I agree. If you build your confidence based on your flashy car, you’ve better not crush it one day and not have insurance. Otherwise something more than your car will be seriously damaged.
Hi Eduard,
I’m one of those individuals who can fake it in large social settings. Cocktail party banter is not where I shine. But I know how to approach someone, try to learn about them, and make an attempt to have more than a superficial conversation.
My heart goes out to people who experience social anxiety on a regular basis.
Good advice that you’re handing out. To take one aspect of it at a time.
One of my favorite authors, Byron Katie, says this: “When I walk into a room I know that everyone loves me. They just don’t know it yet. Fran
Wow, that quote is sweeeeeet. That’s going in my favorite quotes Excel sheet 🙂
What a perfect photo for this post. It took my breath away! Our confidence in public begins with our confidence in private, in our private thoughts about our selves, the stories we tell about ourselves. If those don’t have confidence, we can’t fake it in public. I heard a preacher recently talk about hitting the delete button every time we catch ourselves belittling ourselves, telling ourselves that we are good enough, talented enough, pretty enough, smart enough, etc. I love that image of pushing the delete button. Delete the negative thoughts and substitute positive thoughts! Repeat until you believe them!

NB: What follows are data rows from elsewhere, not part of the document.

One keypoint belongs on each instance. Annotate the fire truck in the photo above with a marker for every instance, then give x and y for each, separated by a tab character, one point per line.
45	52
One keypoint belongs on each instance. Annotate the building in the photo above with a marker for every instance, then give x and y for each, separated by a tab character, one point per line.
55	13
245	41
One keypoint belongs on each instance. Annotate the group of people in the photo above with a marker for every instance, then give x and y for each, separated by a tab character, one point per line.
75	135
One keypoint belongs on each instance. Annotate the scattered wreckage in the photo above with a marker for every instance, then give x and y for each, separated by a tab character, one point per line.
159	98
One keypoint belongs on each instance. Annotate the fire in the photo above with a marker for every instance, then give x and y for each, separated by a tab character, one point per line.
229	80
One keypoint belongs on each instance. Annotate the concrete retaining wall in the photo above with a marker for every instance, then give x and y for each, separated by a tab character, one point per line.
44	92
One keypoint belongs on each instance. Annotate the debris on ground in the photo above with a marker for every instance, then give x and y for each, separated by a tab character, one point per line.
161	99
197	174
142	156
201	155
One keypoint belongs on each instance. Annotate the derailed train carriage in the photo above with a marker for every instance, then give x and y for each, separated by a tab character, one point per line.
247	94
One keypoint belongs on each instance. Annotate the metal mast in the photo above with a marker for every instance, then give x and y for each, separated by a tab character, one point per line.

I think there is definitely a connection between the two Galen. Social confidence is a derived of self-confidence. If you’re comfortable with yourself in your private life, you will tend to be so in your social life as well.
I love confident people because they are easy to accompanied with and to talk with but sometimes too much confidence leads to boastfulness. Well, anyway I learn a lot.
Thanks. I enjoyed writing it.
What great advice Eduard! If you feel like a mouse people will treat you like one. I’m looking forward to reading your blog!!